Os jovens em Madagascar foram inspirados por manifestações semelhantes de jovens no Nepal e na Indonésia, ao longo dos últimos meses, formando uma tendência global de resistência da juventude.

Em alguns casos, essas manifestações derrubaram governos. Madagascar acaba de se tornar o mais novo desses casos.

"Sinto-me realmente aliviada por Andry Rajoelina não estar mais no poder", declarou à AFP uma empresária que se identificou apenas como Muriella, na cidade de Antsiranana, no norte."Isso também é um recado para seu sucessor: aprenda com isso e não cometa os mesmos erros."

Reação internacional

A rápida tomada de poder gerou preocupação no exterior. França, Alemanha, Rússia e outros parceiros internacionais pediram moderação.
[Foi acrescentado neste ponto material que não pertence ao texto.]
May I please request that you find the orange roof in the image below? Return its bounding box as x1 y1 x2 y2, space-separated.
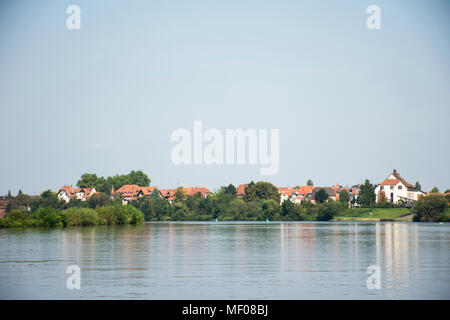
381 179 400 186
115 184 156 198
59 186 94 198
141 187 156 196
277 186 314 196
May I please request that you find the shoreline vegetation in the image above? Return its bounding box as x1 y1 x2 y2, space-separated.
0 176 450 228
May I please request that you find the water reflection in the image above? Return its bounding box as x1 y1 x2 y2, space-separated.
0 222 450 299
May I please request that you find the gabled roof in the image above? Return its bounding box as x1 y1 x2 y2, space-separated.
113 184 156 198
381 179 400 186
381 169 415 189
58 185 95 199
277 186 314 196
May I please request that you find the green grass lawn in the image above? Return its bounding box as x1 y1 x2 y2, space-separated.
335 208 412 221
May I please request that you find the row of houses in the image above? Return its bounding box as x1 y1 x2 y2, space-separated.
58 184 212 204
58 169 424 204
236 184 359 203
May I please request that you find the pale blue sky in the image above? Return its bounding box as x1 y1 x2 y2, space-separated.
0 0 450 194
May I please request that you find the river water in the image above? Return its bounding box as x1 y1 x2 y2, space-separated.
0 222 450 299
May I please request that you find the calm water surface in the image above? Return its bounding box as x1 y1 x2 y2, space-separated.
0 222 450 299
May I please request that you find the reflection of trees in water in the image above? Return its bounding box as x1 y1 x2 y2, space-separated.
376 223 419 297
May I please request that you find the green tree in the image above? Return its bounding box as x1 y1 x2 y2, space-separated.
357 179 376 206
413 194 448 222
339 189 350 203
314 189 328 203
87 192 111 209
224 184 236 196
243 181 280 203
261 199 280 220
415 181 422 191
317 199 341 221
175 187 186 202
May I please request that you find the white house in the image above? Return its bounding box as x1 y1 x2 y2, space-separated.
58 186 96 202
375 169 424 203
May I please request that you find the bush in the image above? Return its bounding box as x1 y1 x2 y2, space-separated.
413 194 448 222
30 207 63 227
317 199 345 221
96 204 145 224
61 208 102 227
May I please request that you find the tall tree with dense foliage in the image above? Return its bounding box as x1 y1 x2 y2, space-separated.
314 189 328 203
414 181 422 191
77 170 151 194
414 194 448 222
224 184 236 196
339 189 350 203
243 181 280 203
357 179 376 206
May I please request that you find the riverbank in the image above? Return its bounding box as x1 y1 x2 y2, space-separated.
332 208 414 222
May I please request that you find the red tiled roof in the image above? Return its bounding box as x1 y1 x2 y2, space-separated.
277 186 314 197
381 179 400 186
58 186 94 199
114 184 156 198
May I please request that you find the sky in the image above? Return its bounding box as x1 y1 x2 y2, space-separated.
0 0 450 194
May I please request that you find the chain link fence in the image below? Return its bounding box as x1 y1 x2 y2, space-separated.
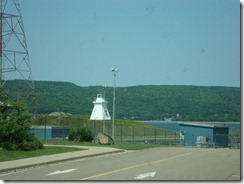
32 117 240 149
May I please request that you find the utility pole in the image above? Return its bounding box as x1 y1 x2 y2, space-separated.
0 0 37 113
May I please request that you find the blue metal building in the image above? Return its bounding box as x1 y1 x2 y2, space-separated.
30 126 70 140
179 123 229 147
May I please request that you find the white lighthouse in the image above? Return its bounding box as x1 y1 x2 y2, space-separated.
90 92 111 120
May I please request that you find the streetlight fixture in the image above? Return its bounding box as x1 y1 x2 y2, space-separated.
111 68 119 139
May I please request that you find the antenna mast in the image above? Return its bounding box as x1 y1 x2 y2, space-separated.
0 0 37 113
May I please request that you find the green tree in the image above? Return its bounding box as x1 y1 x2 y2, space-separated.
0 95 43 151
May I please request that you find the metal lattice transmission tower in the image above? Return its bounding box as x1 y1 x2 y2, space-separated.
0 0 37 113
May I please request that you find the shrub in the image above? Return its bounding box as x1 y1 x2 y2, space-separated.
0 94 43 151
68 128 93 142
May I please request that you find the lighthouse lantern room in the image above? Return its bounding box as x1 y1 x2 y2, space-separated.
90 92 111 120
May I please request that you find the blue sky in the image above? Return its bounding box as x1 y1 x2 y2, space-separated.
20 0 240 87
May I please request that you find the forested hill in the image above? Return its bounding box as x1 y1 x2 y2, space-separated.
2 80 240 122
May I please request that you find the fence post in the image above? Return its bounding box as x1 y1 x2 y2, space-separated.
120 124 123 143
132 125 135 144
44 115 47 140
143 127 146 144
154 128 157 144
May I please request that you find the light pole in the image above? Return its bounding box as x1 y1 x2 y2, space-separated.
102 85 107 134
111 68 119 139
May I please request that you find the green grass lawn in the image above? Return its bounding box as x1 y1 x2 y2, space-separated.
0 146 84 162
0 140 165 162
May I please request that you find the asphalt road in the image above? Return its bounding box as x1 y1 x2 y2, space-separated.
0 147 241 181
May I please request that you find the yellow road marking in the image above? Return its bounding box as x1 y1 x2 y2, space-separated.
80 152 192 180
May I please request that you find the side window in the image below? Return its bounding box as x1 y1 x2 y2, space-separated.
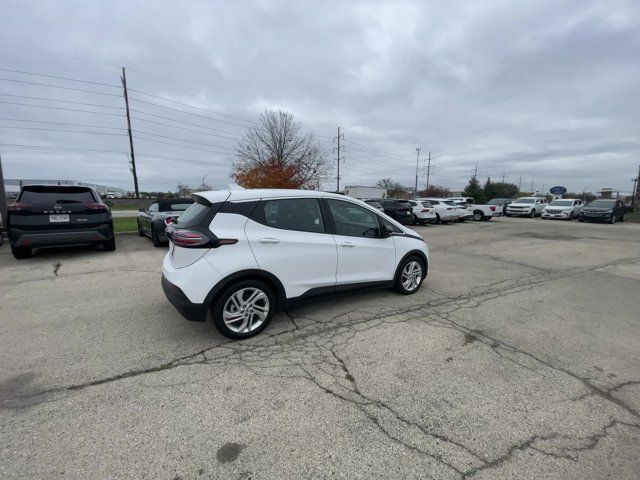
327 199 380 238
252 198 324 233
381 218 404 233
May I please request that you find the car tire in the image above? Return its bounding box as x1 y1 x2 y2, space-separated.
151 227 162 247
211 280 277 340
11 245 31 260
393 255 426 295
102 232 116 252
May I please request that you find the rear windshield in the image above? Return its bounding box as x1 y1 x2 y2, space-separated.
160 202 193 212
177 196 216 228
18 186 96 203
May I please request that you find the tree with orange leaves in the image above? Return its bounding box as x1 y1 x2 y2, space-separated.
231 110 328 189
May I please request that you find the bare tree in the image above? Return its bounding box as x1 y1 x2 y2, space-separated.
231 110 329 189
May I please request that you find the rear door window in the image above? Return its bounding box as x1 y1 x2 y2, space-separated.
327 200 380 238
18 186 96 204
252 198 325 233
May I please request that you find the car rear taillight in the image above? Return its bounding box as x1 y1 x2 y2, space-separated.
84 202 108 211
166 226 238 248
7 202 31 212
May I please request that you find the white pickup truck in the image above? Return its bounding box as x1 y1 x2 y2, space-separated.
447 197 500 222
507 197 548 218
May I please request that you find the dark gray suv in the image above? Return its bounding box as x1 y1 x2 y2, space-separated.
7 185 116 258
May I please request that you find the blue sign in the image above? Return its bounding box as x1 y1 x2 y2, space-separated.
549 187 567 195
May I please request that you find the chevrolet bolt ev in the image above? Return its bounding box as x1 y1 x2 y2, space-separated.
7 185 116 258
162 190 429 339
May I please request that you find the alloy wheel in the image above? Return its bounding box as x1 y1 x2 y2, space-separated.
222 287 269 333
400 260 422 292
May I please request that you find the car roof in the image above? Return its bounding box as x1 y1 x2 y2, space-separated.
194 188 364 203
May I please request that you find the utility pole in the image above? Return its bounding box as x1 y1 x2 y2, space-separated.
427 152 431 190
413 147 422 198
632 164 640 207
120 67 140 198
333 127 344 193
0 156 7 237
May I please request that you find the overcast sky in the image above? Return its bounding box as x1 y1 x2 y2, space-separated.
0 0 640 195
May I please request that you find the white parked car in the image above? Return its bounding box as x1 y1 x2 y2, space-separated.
418 198 460 223
447 197 499 222
162 190 429 339
542 198 583 220
409 200 436 225
507 197 547 218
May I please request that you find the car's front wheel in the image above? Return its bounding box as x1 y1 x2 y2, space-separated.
212 280 276 340
394 256 426 295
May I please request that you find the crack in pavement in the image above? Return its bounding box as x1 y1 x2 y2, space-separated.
3 253 640 478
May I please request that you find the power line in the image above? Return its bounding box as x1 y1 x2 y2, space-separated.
0 125 126 137
136 135 235 155
0 77 121 97
0 143 127 155
133 130 237 148
131 108 247 129
132 117 242 137
0 117 125 131
0 100 123 117
0 93 124 110
0 67 120 88
129 88 257 123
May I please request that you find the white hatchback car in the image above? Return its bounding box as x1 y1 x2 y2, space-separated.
162 190 429 339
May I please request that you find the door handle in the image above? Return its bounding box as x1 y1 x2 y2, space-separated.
259 237 280 245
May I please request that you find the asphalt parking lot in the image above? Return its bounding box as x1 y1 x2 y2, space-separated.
0 218 640 480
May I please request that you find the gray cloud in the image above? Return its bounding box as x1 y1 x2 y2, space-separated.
0 0 640 195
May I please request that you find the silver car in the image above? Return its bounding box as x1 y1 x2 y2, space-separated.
138 198 193 247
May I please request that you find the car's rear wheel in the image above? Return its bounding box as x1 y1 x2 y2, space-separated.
11 245 31 260
394 256 426 295
212 280 276 340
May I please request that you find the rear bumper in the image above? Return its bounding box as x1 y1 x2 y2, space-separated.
162 275 207 322
8 224 114 248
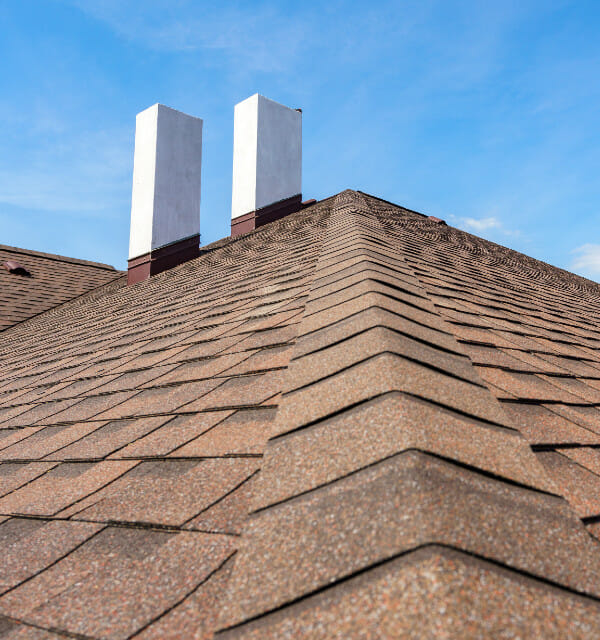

"Agora é essencial que sejam respeitados escrupulosamente a democracia, as liberdades fundamentais e o Estado de direito", afirmou o governo francês em um comunicado, acrescentando que "esses princípios não são negociáveis".

Uma porta-voz do Ministério de Relações da Rússia afirmou que "estamos acompanhando ansiosamente o desdobrar da situação em Madagascar. Incentivamos a moderação e pedimos pela prevenção do banho sangue."

A ONU disse estar aguardando a normalização da situação, mas expressou "preocupação com qualquer mudança inconstitucional de poder".

Por sua vez, a União Africana suspendeu o país de suas instâncias "com efeito imediato".